Friday, 22 April 2011

Team India's next coach!!!

So Gary Kirsten is back in Cape Town, doubtless feeling like a bride at a swayamwar, fending off suitors of varying pedigree and looking for the right one. Kirsten was very good, but he was brave too. He knew what he wanted and was willing to sacrifice opportunity for it. Not all of us have priorities that are as clear; not all of us are selfless enough. Maybe that is why he made a good coach. India must wish him well and look for another.
But the position of India's cricket coach is not an easy one to fill, because we are a landscape of the most diverse cultures, existing within one country. We can bewilder easily, we are too heterogeneous to understand. We pass legislation in favour of the gay community, and among us also reside people who murder their aunt because they suspect her of being in a same-sex relationship. We accept hunger but give in to hunger strikes. Our young players come from poor families and grow exceedingly rich in very little time. Understanding India isn't easy, and yet that must be a primary requirement for the coach of the Indian cricket team.
Whoever it is that is finally appointed must be willing to embrace our culture; not loan himself to it but marry into it. For if he is unwilling to do that he will not understand the young men who play the game, the administrators who run it, the media that covers it incessantly, and the people of India who smile and cry, who deep within live and die with the sport.
It is not about whether it is right or wrong - a coach cannot be judgemental about a culture - but about how it is. You can have a fine candidate but if he is reticent about accepting another culture, he is the wrong candidate. India can baffle and frustrate but can love without limits. A South African was carried around the ground, to his visible embarrassment, by his young Indian wards as a sign of respect after the World Cup was won. Money and contracts don't buy that. Being coach of the Indian cricket team is not a job; it is a relationship with some emoluments thrown in. It is not like coming to run the Indian operation of a multinational corporation.
India needs to look for a man with an extraordinary work ethic, for that is not, inherently, a strength of Indian cricket. He must be willing to stay in the background, and that will be a challenge because our media can be extremely intrusive. He must be a giver. It cannot be his way and no other, because with him will be cricketers who have their way, a way that has been successful. And he must be low-key because, before he realises it, he can be caught in a political whirl otherwise. India needs to pick a man who does not seek to head down that path. 

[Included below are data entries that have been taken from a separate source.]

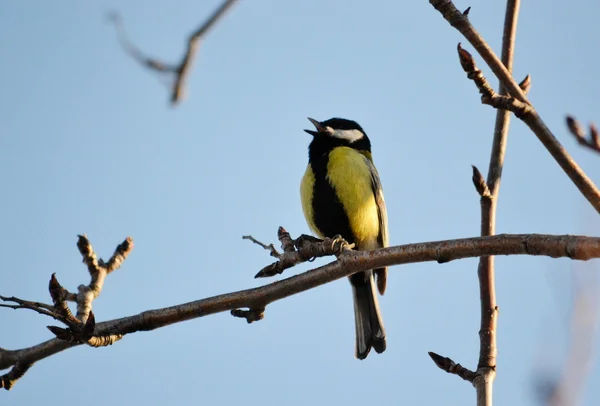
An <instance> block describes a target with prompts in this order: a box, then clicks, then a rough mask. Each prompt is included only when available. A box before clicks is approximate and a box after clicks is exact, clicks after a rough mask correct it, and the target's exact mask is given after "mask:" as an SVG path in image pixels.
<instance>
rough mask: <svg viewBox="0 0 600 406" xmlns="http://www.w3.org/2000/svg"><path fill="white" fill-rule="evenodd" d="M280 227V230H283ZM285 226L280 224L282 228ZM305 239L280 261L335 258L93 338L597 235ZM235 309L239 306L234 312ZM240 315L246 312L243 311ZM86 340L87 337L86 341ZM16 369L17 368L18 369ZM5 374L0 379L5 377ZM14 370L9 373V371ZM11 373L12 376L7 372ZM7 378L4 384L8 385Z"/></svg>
mask: <svg viewBox="0 0 600 406" xmlns="http://www.w3.org/2000/svg"><path fill="white" fill-rule="evenodd" d="M281 230H282V229H280V235H281V234H283V233H282V232H281ZM283 231H284V232H285V230H283ZM333 242H334V244H332V240H331V239H326V240H323V241H321V240H316V239H313V240H310V239H305V240H303V241H302V244H299V246H300V248H299V249H294V250H292V249H290V248H289V247H288V249H287V250H286V249H284V252H283V254H281V258H280V261H288V259H287V257H293V258H296V257H297V256H300V257H301V258H304V259H303V260H302V262H304V261H308V260H310V259H311V258H313V257H314V256H315V255H312V254H315V253H316V254H318V255H319V256H325V255H332V254H337V255H339V256H338V259H337V260H336V261H333V262H331V263H329V264H327V265H324V266H321V267H319V268H316V269H313V270H310V271H307V272H304V273H301V274H299V275H295V276H292V277H290V278H287V279H284V280H281V281H278V282H273V283H271V284H268V285H265V286H262V287H258V288H254V289H247V290H242V291H238V292H232V293H227V294H223V295H218V296H213V297H209V298H206V299H201V300H197V301H194V302H189V303H184V304H180V305H176V306H171V307H167V308H163V309H156V310H148V311H145V312H143V313H140V314H137V315H134V316H129V317H124V318H120V319H115V320H110V321H106V322H103V323H96V324H95V329H94V337H93V339H96V341H98V342H101V343H104V344H106V345H108V344H111V343H113V342H114V341H115V340H114V337H118V338H120V337H122V336H124V335H126V334H131V333H134V332H137V331H149V330H154V329H157V328H161V327H165V326H168V325H171V324H174V323H179V322H182V321H185V320H191V319H195V318H199V317H204V316H208V315H210V314H215V313H220V312H224V311H231V310H234V311H236V310H239V309H240V308H247V309H250V311H251V312H254V313H255V314H253V315H252V316H251V317H257V316H258V315H260V314H261V313H263V310H264V309H265V308H266V306H267V305H269V304H271V303H273V302H275V301H277V300H281V299H283V298H286V297H289V296H292V295H295V294H298V293H300V292H304V291H307V290H309V289H312V288H315V287H317V286H321V285H324V284H326V283H329V282H332V281H335V280H338V279H341V278H344V277H347V276H349V275H352V274H354V273H356V272H360V271H365V270H369V269H374V268H381V267H384V266H391V265H401V264H408V263H416V262H426V261H437V262H439V263H443V262H449V261H452V260H456V259H462V258H473V257H479V256H482V255H543V256H549V257H552V258H559V257H567V258H571V259H577V260H588V259H591V258H600V238H596V237H583V236H572V235H559V236H555V235H541V234H523V235H519V234H517V235H510V234H501V235H496V236H491V237H475V238H462V239H457V240H446V241H434V242H425V243H416V244H406V245H398V246H394V247H387V248H380V249H377V250H373V251H353V250H350V249H348V247H347V246H346V248H345V249H343V250H341V251H340V250H338V251H336V248H337V247H344V245H343V241H339V240H333ZM332 247H333V248H332ZM236 313H237V314H238V315H239V314H240V313H239V312H236ZM242 317H245V316H242ZM80 344H82V343H81V342H80V341H78V342H73V341H65V340H59V339H53V340H49V341H46V342H43V343H41V344H38V345H36V346H33V347H28V348H23V349H20V350H12V351H11V350H6V349H0V370H2V369H7V368H10V367H13V370H15V368H17V364H19V363H20V364H19V365H20V366H19V367H18V368H22V366H23V365H33V363H35V362H36V361H39V360H41V359H44V358H46V357H49V356H51V355H53V354H56V353H58V352H60V351H63V350H65V349H67V348H71V347H74V346H77V345H80ZM87 344H88V345H92V344H90V342H88V343H87ZM18 368H17V369H16V371H17V372H18V371H19V369H18ZM11 373H12V371H11V372H9V373H8V374H5V375H4V376H3V377H0V379H2V380H4V379H5V378H6V377H7V375H9V374H11ZM13 375H14V373H13ZM11 379H12V378H11ZM11 382H12V383H11V384H10V385H7V386H3V387H4V388H5V389H9V388H10V387H12V384H13V383H14V379H13V380H12V381H11Z"/></svg>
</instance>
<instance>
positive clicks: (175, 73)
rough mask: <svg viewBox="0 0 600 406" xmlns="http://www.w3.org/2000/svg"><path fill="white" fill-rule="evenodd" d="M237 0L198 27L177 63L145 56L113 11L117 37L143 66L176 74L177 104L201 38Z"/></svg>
mask: <svg viewBox="0 0 600 406" xmlns="http://www.w3.org/2000/svg"><path fill="white" fill-rule="evenodd" d="M236 1H237V0H225V1H224V2H223V3H222V4H221V5H220V6H219V7H218V8H217V9H216V10H215V11H214V12H213V14H212V15H210V16H209V17H208V19H207V20H206V21H205V22H204V23H203V24H202V25H201V26H200V27H198V29H196V30H195V31H194V32H193V33H192V34H191V35H190V36H189V38H188V40H187V48H186V51H185V54H184V55H183V57H182V58H181V61H180V62H179V64H177V65H170V64H166V63H164V62H162V61H159V60H157V59H154V58H150V57H147V56H145V55H144V54H143V53H142V52H141V51H140V50H139V49H138V48H137V47H136V46H134V45H133V44H132V43H131V41H129V39H128V38H127V35H126V34H125V30H124V28H123V24H122V22H121V19H120V17H119V15H118V14H116V13H113V14H112V15H111V16H110V17H111V21H113V23H114V24H115V27H116V29H117V38H118V40H119V43H120V44H121V47H122V48H123V50H124V51H125V52H126V53H127V54H128V55H129V56H131V57H132V58H133V59H135V60H136V61H138V62H139V63H140V64H141V65H142V66H145V67H146V68H148V69H150V70H153V71H156V72H160V73H172V74H174V75H175V80H174V83H173V87H172V89H171V104H172V105H175V104H177V103H178V102H179V101H181V100H182V99H183V96H184V89H185V82H186V81H187V78H188V76H189V72H190V70H191V67H192V62H193V61H194V58H195V57H196V54H197V53H198V49H199V48H200V40H201V39H202V38H203V37H204V35H206V33H207V32H208V31H209V30H210V29H211V28H212V27H213V26H214V25H215V24H216V23H217V21H219V20H220V19H221V18H222V17H223V15H224V14H225V12H226V11H227V10H229V9H230V8H231V6H233V4H234V3H235V2H236Z"/></svg>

He has to be someone who has done it himself on a cricket ground, because India, like no other nation, is unwilling to listen to someone who doesn't have a track record. Kirsten could have done everything else right but he would not have been accepted if he hadn't been a top Test player. India can never have a John Buchanan or a Mickey Arthur as coach. 

But for some reason India cannot have an Indian coach, and so we must live with the fact that a new man will turn up every few years, who will take time to understand the country, its people and its cricket. It is something Indian cricket, once it stops being obsessed with finances and power, needs to look at. India, or for that matter Asian nations, seem to be pretty good at producing cricketers but not coaches. Indeed, of the 10 IPL franchises, nine have overseas coaches. There must be a reason.

The generation that must coach today didn't earn as much as those they coach. This is critical to understand, for it means they probably need the jobs, and could be pliable, could be politically influenced. Many seek to forward their cases through friends in the media and will not be able to terminate those relationships, or keep them at arm's length. If what happens in a selection committee meeting, for example, is routinely transmitted, surely what happens in a team meeting can be too. Can players, then, share their deepest anxieties and fears with the coach? While I would love to know what Yuvraj Singh went through, or what Sreesanth does, I find it reassuring in a way that I don't. I believe, though, that the players exiting the game now will be more at peace with themselves, can become coaches in time to come. Surely a Kumble can, a Laxman can.

Hopefully Indian cricket will find a good man. But it is nice to know that the right man for a bigger job, the captain of the national team, already exists.